A disappointing jobs report for December has helped frame the debate on Capitol Hill about whether Congress should, again, extend unemployment benefits to 1.3 million long-term unemployed.
The U.S. Labor Department reported that just 74,000 jobs were created in December, a dramatic decline from the average of 214,000 jobs created during the previous four months.
Ironically, in the face of that surprisingly low December number, the national unemployment rate declined from 7 percent to 6.7 percent. But that number is misleading because the labor department does not count the millions of people who have become so discouraged that they have stopped looking for work. If it did, the national unemployment rate would exceed 10 percent.
It is in the context of the painfully slow economic recovery that Democrats and Republicans are at odds over another three-month extension of federal unemployment benefits to the estimated 1.3 million people whose state unemployment benefits have expired.
Democrats want to appropriate $6.4 billion to cover the extension without making commensurate cuts in other spending to balance out the cost. What they are effectively proposing is more borrowing to pay for the unemployment extension. Republicans are prepared to extend the unemployment benefits, but prefer to cut spending elsewhere to pay for it. Eventually, they will work out their differences.
But the debate has a political subtext in which the Democrats are characterizing their Republican counterparts as heartless for raising questions about how the extension should be funded and whether it should be funded at all.
Many people probably agree that the benefits should be extended — no questions asked — based on humanitarian concerns.
But how many people would agree that unemployment benefits should have no limit? How many people would agree that terminating unemployment benefits at up to 73 weeks (26 weeks in the states and up to another 47 at the federal level) is heartless and cruel?

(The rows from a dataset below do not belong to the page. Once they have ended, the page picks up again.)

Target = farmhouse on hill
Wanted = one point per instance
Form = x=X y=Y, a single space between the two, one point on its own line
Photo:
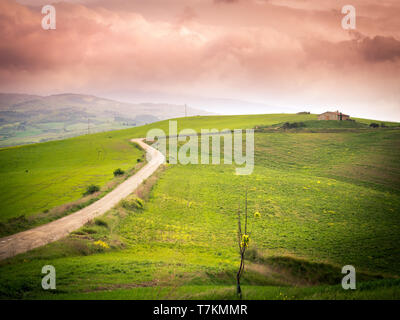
x=333 y=116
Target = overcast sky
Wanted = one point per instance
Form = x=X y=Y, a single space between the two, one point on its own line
x=226 y=56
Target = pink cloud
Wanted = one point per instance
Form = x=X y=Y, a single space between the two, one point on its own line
x=267 y=51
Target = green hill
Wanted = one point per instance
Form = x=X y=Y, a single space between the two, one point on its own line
x=326 y=199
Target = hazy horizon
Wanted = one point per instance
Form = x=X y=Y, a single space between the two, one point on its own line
x=222 y=56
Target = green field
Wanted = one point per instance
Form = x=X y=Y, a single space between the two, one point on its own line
x=38 y=177
x=326 y=199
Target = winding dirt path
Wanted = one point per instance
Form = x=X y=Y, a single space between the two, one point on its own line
x=55 y=230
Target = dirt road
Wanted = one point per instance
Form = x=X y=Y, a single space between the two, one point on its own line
x=39 y=236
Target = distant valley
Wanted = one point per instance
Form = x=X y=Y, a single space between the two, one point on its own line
x=31 y=118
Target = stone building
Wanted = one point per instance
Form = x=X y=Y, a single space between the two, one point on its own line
x=336 y=115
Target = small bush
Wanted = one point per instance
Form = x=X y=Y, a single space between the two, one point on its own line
x=91 y=189
x=132 y=203
x=288 y=125
x=118 y=172
x=100 y=222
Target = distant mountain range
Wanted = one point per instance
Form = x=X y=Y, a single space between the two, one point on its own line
x=31 y=118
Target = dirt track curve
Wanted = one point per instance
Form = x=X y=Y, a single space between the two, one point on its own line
x=39 y=236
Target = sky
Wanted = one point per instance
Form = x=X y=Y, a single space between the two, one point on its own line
x=224 y=56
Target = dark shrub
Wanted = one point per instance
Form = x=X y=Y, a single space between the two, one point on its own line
x=132 y=203
x=288 y=125
x=91 y=189
x=118 y=172
x=100 y=222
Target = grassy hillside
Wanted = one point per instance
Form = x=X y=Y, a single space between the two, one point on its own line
x=325 y=199
x=36 y=178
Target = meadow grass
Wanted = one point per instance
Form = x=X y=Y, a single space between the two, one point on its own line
x=325 y=200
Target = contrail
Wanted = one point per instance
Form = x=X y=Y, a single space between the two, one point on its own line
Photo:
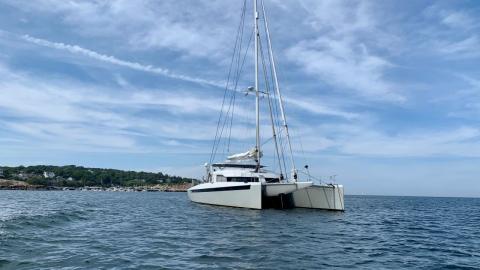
x=119 y=62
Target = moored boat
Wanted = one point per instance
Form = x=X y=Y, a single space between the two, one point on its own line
x=242 y=180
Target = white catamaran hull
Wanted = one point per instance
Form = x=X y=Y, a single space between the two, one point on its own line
x=328 y=197
x=235 y=194
x=275 y=189
x=250 y=195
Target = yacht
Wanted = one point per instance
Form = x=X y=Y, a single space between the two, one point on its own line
x=243 y=179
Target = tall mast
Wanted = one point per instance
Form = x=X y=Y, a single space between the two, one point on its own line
x=257 y=94
x=277 y=89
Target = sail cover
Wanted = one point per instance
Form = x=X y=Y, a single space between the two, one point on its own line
x=251 y=154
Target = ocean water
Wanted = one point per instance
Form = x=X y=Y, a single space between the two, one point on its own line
x=108 y=230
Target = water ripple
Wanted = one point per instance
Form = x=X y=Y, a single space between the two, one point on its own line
x=85 y=230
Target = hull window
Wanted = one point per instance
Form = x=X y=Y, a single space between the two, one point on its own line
x=242 y=179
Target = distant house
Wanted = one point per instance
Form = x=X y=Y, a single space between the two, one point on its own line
x=48 y=174
x=23 y=175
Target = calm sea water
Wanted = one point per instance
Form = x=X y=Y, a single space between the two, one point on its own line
x=95 y=230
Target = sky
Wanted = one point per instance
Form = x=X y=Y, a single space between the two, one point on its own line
x=383 y=94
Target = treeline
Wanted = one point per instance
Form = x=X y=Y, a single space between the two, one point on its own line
x=77 y=176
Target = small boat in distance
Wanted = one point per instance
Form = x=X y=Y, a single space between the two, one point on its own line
x=242 y=180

There's more involved here than just the issue of extending unemployment benefits.
Should the U.S. follow the European example of placing people permanently on the dole, essentially making a permanent welfare program out of what was initially intended to be a limited period of assistance to help tide people over between jobs? Is that even affordable in an era when the federal government has to add to the budget deficit or cut elsewhere to continue to pay benefits to the unemployed?
Of course, we wouldn't need to have this conversation if the slow economic recovery would gain the speed of Reagan and Clinton recoveries in the early 1980s and early 1990s. Hope springs eternal, and there are signs that things are picking up. But until they do, this debate will continue.